Friday was even better. That morning I stopped at the Virginia Book Company, which was going out of business, and found on its half-emptied shelves a beautiful copy of A Desert Drama, the American title given to Arthur Conan Doyle’s The Tragedy of the Korosko. In this eerily contemporary novel, Middle Eastern terrorists kidnap a group of western tourists, intending to sell the younger women, including a recent American college graduate, into slavery and execute the men—unless they all convert to Islam. Will they? Can they? Sir Arthur works the suspense—and the melodrama—for all its worth.

Once I got back to Daedalus I bought the previous day’s books, along with a few more items unearthed that morning.
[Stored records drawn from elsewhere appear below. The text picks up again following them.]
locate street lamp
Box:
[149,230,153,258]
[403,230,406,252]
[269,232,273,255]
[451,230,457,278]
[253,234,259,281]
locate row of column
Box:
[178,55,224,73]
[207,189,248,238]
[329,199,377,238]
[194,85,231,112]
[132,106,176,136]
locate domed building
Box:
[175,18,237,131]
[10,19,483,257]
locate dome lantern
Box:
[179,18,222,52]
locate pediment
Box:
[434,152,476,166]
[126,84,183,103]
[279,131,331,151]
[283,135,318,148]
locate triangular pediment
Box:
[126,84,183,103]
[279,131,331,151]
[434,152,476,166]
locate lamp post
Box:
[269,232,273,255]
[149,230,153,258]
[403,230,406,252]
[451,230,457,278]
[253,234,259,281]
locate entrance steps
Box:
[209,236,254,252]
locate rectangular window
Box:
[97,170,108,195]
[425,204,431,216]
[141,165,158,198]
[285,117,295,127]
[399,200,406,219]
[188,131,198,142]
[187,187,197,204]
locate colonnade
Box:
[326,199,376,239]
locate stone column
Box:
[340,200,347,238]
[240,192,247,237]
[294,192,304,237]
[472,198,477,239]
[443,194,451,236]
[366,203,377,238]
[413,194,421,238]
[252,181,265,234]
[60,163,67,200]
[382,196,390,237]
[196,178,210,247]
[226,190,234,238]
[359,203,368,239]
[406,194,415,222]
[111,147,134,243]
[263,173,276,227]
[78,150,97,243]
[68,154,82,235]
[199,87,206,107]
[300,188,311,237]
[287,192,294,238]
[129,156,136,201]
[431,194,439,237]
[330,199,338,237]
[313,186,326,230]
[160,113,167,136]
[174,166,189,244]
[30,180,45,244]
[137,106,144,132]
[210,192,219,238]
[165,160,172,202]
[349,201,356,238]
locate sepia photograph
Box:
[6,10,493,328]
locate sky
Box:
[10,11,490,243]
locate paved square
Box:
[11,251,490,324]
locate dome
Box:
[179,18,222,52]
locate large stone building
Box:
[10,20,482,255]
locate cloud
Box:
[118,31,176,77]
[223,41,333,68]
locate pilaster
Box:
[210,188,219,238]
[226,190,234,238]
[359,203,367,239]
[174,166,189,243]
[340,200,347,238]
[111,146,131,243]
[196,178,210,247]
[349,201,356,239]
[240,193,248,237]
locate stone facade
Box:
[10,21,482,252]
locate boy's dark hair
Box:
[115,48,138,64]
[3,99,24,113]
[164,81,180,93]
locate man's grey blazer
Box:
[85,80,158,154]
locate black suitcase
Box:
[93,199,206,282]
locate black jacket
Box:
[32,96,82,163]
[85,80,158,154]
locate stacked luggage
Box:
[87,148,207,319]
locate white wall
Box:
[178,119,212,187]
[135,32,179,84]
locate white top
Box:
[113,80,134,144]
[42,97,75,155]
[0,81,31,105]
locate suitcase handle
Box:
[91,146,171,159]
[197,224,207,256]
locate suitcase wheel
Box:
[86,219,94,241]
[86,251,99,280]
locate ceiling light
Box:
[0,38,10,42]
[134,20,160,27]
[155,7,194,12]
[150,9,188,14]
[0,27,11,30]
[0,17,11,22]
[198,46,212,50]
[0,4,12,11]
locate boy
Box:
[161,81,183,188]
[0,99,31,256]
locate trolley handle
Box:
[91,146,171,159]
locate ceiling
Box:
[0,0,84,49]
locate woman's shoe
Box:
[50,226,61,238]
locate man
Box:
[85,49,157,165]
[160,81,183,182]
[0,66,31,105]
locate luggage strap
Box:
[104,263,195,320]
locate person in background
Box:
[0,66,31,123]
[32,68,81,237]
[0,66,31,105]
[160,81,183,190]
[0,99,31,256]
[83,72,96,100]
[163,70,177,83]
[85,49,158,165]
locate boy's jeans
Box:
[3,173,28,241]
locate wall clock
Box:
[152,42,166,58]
One was a copy of a school novel called Decent Fellows, by an old Etonian named John Heygate, now remembered, if at all, for being the co-respondent in the shattering breakup of Evelyn Waugh’s first marriage. (Waugh said: “I did not know it was possible to be so miserable and live.”) Then it was off to Heartwood, a used-book store located near the University of Virginia campus. I bought more books there—including a so-so first American edition of H. G. Wells’s In the Days of the Comet, which I later realized I already owned (albeit in an even more dilapidated condition). By this time, though, I found myself feeling increasingly guilty, seeing that it was the middle of the afternoon and I was really supposed to be at the Omni Hotel to listen in on some of the ADE panels.

I sauntered into the hotel’s lobby with perfect timing: one panel had just let out, people were standing around chatting over coffee and cake, and I was soon saying hello to Harriet Simon, who quickly introduced me to a half dozen of her colleagues. I caught the last panel of the afternoon—focusing on a governmental report on the needs of scholarly editors—and then had time to freshen up before the cocktail party and banquet.

At dinner I found myself seated with the officers of the ADE and several people who worked at either Monticello, the University of Virginia Press, or a special institute devoted to the Thomas Jefferson papers. Charlottesville is, of course, ever and always Mr. Jefferson’s town. Over conversation I discovered that one of my tablemates collected 19th-century “Boy’s Books,” in particular those series featuring the adventurous Rover Boys, Gunboat Boys, and similar daring youths. I couldn’t have asked for better company or conversation.

Halfway through the evening’s ceremonies I was presented with my plaque, as well as a small honorarium. When the banquet was over, many of my new friends were off to enjoy a nightcap at the hotel bar. But, alas, I couldn’t join them. My eldest son was arriving from Colorado that night, and the Dirda family was leaving for two days at the beach. So, just as a violent thunderstorm hit, I drove out of Charlottesville, got lost, asked for directions, and gradually made my way to Washington, where the Beltway was backed up due to either an accident or construction, convincing a certain frustrated Boydston Prize-winner to drive off into mysterious northern Virginia at 1 A.M., get completely lost again, plaintively beg for directions at a 7-Eleven, and then gradually make his way back to Silver Spring, Maryland, center of civilization. If ever there was a driver who needed a GPS system, I am that driver.

On my little excursion, I obviously spent more money on books than I should have. ’T’was ever thus. But, hey, I was on “vacation,” away from my family and surrounded by bookstores I didn’t get to visit very often, so really, what else could I have done? Besides, my honorarium from the Boydston Prize almost exactly covered my book purchases. In fact, I came out ahead by a few dollars. Best of all, I’d met some fascinating people, learned a lot more about scholarly editing, and came home with a standing invitation to a private tour of Monticello.